それは行動範囲が広くなっただけのことで、部屋の中に軟禁されていた時と、精神的には何の変わりなかった。
ほんの束の間の源蔵との会談だったが、圭介は疲れ切って、ベッドに転がっていた。
圭介でさえこの状態なのだから、留置所で3日を過ごして帰ってきたばかりの母親は、さらに疲れていることだろう。
しかも、離婚届をいきなり突き付けられて、精神的にも参っていることは容易に想像がつく。

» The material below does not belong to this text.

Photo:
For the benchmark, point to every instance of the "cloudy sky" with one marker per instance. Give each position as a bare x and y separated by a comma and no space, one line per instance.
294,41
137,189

本当は母親に聞きたいことがたくさんあったが、それは明日にした方がよさそうだ。
ノックの音に返事をすると、藤原が部屋に入ってきた。
「圭介様、本日の夕食は食堂の方でと、大旦那様から言付かりました。神泉家の皆様に圭介様をご紹介されるそうです」
「母も一緒にですか?」
「いえ、百合子様から正式に離婚の返事をいただいていない現在、ご出席はかないません」
「それなら、僕も出席しない方がいいんじゃないですか?」
「圭介様はすでに大旦那様のお孫様として認められておりますので、ご出席いただきます」
神泉家の食堂は1階に位置し、藤原に連れられて入ったそこは、豪奢極まりない大広間だった。

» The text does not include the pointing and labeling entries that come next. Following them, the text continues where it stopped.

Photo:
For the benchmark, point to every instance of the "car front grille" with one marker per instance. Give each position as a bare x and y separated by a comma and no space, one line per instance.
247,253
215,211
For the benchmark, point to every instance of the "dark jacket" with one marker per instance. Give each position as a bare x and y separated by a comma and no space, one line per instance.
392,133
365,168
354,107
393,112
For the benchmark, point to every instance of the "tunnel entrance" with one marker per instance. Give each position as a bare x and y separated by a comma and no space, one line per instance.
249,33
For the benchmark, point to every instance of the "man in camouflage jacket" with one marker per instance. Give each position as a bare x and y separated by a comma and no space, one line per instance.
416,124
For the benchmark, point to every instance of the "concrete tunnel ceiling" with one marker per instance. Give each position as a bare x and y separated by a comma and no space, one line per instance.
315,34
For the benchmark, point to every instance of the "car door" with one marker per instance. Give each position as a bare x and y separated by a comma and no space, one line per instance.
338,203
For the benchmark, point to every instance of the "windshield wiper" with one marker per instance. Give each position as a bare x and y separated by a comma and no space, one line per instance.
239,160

(食堂っていうより、ダンスホールって感じじゃねえ?)
真っ白なテーブルクロスの敷かれた長テーブルには、レストランのように食器とグラスがきれいに並べられている。
壁の一面は鏡張りで、天井からはシャンデリアがきらきらと光を降り注いでいた。
さながら城の晩餐会のようだ。
ところが、長テーブルに着席しているのはたった3人。
用意された食器の数は5人分で、テーブルの半分以上がムダに余っている。
(ていうか、この空間そのものがムダなんじゃないか?)
圭介はその末席、老齢の女性の隣、若い男の向かいに座らされた。彼の隣には恰幅のいい中年男が座っている。
空席の上座に座るのは、源蔵なのだろう。
源蔵が来るまでの間、ここに集う3人の間に会話はない。
無表情に座っている面々を前に、圭介もまた声を出すのがためらわれて、ただ黙って座っていた。
(一応、家族なんだよな……? なんで、こんな緊張感が漂ってんだよ!?)
圭介は正直、居心地が悪かった。
しんと静まり返る中、源蔵は杖を突きながら食堂に入ってきて、残っていた上座に着席した。
「今宵、皆に集まってもらったのは、ここにいる百合子の息子、圭介を紹介するためだ。これからこの家で一緒に暮らすことになった」
4人の視線が向けられる中、圭介はとりあえずペコリと頭を下げた。
「初めまして。よろしくお願いします」
そして、源蔵は圭介の隣にいる女性が妻の琴絵、その向かいに座る四十代半ばの男性が長男の智之と、続いて紹介した。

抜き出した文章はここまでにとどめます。